Mission Vision Project
The Physician Pipeline Project aims to address health disparities by supporting existing resources seeking to increase the number of highly qualified students of color in Kansas City metro area medical schools. This program, geared towards high school students from Lincoln Prep and Sumner Academy, aims to increase the number of medical students of color in the KC area.

Newhouse KC
Newhouse is developing a campus model to support survivors of domestic violence who need wide-ranging services at multiple levels. Our goal is to partner across social services industries and governmental entities, and with community leaders, philanthropists, and law enforcement agencies. No standardized practice exists to collect or share client data between domestic violence agencies.

Swope Health
Swope Health does not have sufficient data indicating whether its referrals to Harvester’s Food Bank improved outcomes for its patrons. Swope Health will analyze the data to identify gaps in care to ultimately improve chronic disease outcomes. Improved outcomes in food insecurity would identify a pathway for Swope to address other social determinants in the future.

University Health
The current method of measurement of one’s estimated glomerular filtration rate (eGFR) is based on the patient’s race. Many laboratories opt to use mathematical equations to estimate eGFR, causing disparate results based on race.
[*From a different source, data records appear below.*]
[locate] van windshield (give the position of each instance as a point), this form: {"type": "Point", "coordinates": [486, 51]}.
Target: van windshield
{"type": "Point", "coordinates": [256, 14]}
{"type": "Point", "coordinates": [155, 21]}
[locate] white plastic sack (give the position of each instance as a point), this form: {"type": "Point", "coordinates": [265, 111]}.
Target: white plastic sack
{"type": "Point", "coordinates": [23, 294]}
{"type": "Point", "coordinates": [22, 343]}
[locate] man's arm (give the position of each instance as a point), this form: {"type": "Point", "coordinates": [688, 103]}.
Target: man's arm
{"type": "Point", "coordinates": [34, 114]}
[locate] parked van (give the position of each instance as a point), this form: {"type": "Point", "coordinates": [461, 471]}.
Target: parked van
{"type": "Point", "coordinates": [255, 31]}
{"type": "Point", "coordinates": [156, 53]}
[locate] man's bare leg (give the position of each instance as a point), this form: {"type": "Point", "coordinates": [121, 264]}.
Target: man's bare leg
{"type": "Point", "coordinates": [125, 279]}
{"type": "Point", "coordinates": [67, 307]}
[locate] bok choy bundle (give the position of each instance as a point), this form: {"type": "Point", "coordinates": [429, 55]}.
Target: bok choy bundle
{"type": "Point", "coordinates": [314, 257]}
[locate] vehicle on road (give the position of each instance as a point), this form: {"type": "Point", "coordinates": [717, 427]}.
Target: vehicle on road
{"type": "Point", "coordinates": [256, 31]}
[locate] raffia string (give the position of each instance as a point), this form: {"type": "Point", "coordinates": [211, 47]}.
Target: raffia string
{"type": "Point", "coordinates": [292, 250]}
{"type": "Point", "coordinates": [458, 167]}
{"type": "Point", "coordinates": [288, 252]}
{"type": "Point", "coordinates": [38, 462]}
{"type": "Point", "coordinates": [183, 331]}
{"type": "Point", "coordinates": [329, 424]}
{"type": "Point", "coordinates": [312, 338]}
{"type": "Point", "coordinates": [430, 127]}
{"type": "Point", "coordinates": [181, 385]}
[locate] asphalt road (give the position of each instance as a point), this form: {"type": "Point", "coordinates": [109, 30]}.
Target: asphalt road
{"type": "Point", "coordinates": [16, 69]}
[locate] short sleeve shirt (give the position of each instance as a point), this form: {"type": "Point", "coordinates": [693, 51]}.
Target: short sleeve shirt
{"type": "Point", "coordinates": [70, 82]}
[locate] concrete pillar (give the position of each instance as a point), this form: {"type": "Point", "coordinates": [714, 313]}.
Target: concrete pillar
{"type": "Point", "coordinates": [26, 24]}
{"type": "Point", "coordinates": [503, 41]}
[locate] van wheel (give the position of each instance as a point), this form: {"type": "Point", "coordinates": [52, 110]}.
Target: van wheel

This project seeks equitable measurement of kidney disease acuity, treatment options, and transplant referrals for Black patients.

Uzazi Village
The Community Expert Review Board (CERB) works to make policymakers and researchers, focused on maternal and infant health in Black communities, aware of the negative impacts of conducting research without accountability. The CERB offers community engagement, partnership, and leadership to help them see the Black community through an equity and antiracism lens.

ReDiscover
ReDiscover is working to create a sustainable Behavioral Health Equity Plan. The project will reduce barriers for Black, Latino, and Hispanic people who access behavioral health care to mitigate the reasons they end their participation in these services too soon. ReDiscover will partner with community members to conduct listening sessions that will inform the content of the Plan.

Centrus Health of KC
Employees of Nebraska Furniture Mart are experiencing health outcomes impacted by social conditions. Centrus Health Kansas City’s initial focus is to understand the population by engaging with patients to improve hypertension and diabetes, using a health equity lens. This will serve as a model for patient-centered approaches to care delivery and employee benefits.

Saint Luke’s
Saint Luke’s looks to improve blood sugar control in patients with diabetes by partnering with Black patients in a cohort that develops strategies to help improve health outcomes. Participants include adults diagnosed with diabetes who are enrolled in Saint Luke’s Longitudinal Care Management program, and who are experiencing a high level of social vulnerability.

Unified Government
The Unified Government Public Health Department is taking a clear and critical look at the internal policies and practices to understand where structural racism is upheld in these policies and make recommendations while urging local government leaders to acknowledge structural racism and its impact on the health of our residents as a public health crisis.

KU Health System
Using targeted data analyses, and patient-centered and evidence-based interventions, the University of Kansas Health System will focus on the primary care and obstetric population in Wyandotte County. Plans include identifying health equity gaps, engaging patient representatives in improvement planning, and developing a plan to establish a CHW program.

The REL Team
Blue KC, BioNexus, Abada Health, Health Forward, and Kansas City Health Collaborative are working to improve health care quality and patient outcomes through data collection. The collection and availability of disaggregated information about race, ethnicity, and language (REL data) is a vital component of the data infrastructure necessary to infuse health equity.
“Health equity isn’t part of what we do. Health equity IS the work.”